Литмир - Электронная Библиотека
A
A

— То есть как — изменились?

— Трудно сказать. Помните мои слова на новоселье Лутвея, после того как вас качали, вы еще говорили мне, что чувствовали себя в тот момент святой? Я сказал тогда, что ваш рот казался меньше, чем обычно.
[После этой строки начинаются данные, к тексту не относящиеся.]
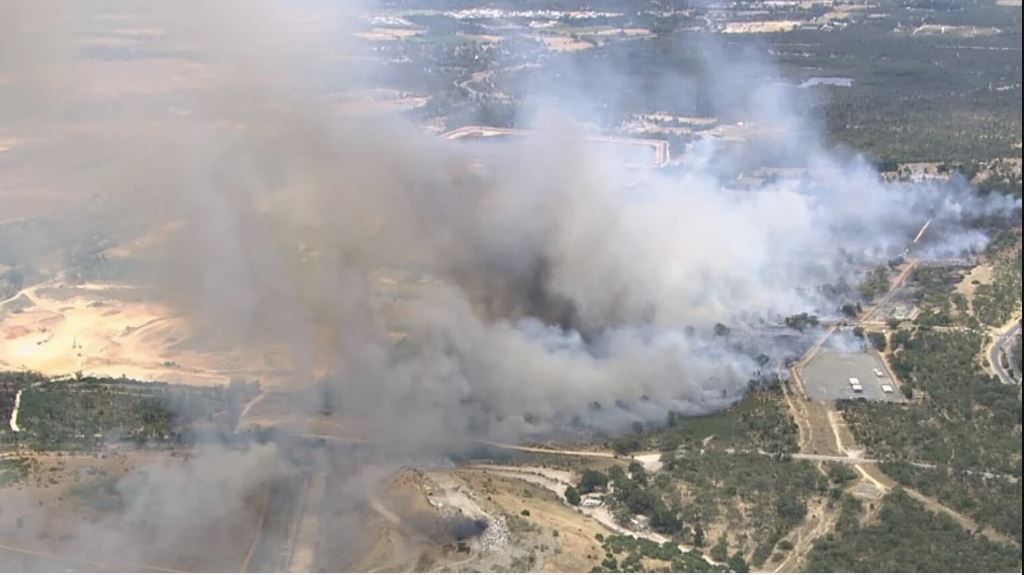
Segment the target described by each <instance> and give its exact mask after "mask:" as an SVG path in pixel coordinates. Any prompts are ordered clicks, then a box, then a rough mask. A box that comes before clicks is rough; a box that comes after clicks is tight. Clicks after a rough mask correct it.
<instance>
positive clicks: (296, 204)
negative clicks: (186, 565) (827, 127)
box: [0, 1, 1020, 562]
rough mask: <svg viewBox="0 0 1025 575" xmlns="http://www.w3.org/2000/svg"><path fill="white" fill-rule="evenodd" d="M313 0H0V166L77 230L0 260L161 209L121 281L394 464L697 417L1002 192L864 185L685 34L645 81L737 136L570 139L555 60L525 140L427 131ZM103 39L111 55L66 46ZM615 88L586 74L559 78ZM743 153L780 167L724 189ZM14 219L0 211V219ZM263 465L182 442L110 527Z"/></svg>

Не так ли?

Тикси в знак согласия кивнула.

— Теперь я уже так не сказал бы.

Тикси молчала и ждала, ждала с нетерпением.

— Теперь бы я сказал, — продолжал молодой человек, — «ваши глаза завлекают, а ваш рот возбуждает желание».

Тикси ничего не ответила, лишь покраснела, покраснела так сильно, что ее ушки, пронизанные солнечными лучами, запылали огнем.

— Но вы все равно святая, еще больше святая, чем прежде, — продолжал Кулно.

Тикси робко взглянула Кулно в лицо, словно боялась увидеть на нем хитрую улыбку или двусмысленную усмешку, но нет, — молодой человек был совершенно серьезен. Это несколько успокоило девушку, и она осмелилась спросить:

— Это вы серьезно?

— Совершенно серьезно. Вы именно потому и опасны, что всегда остаетесь святой.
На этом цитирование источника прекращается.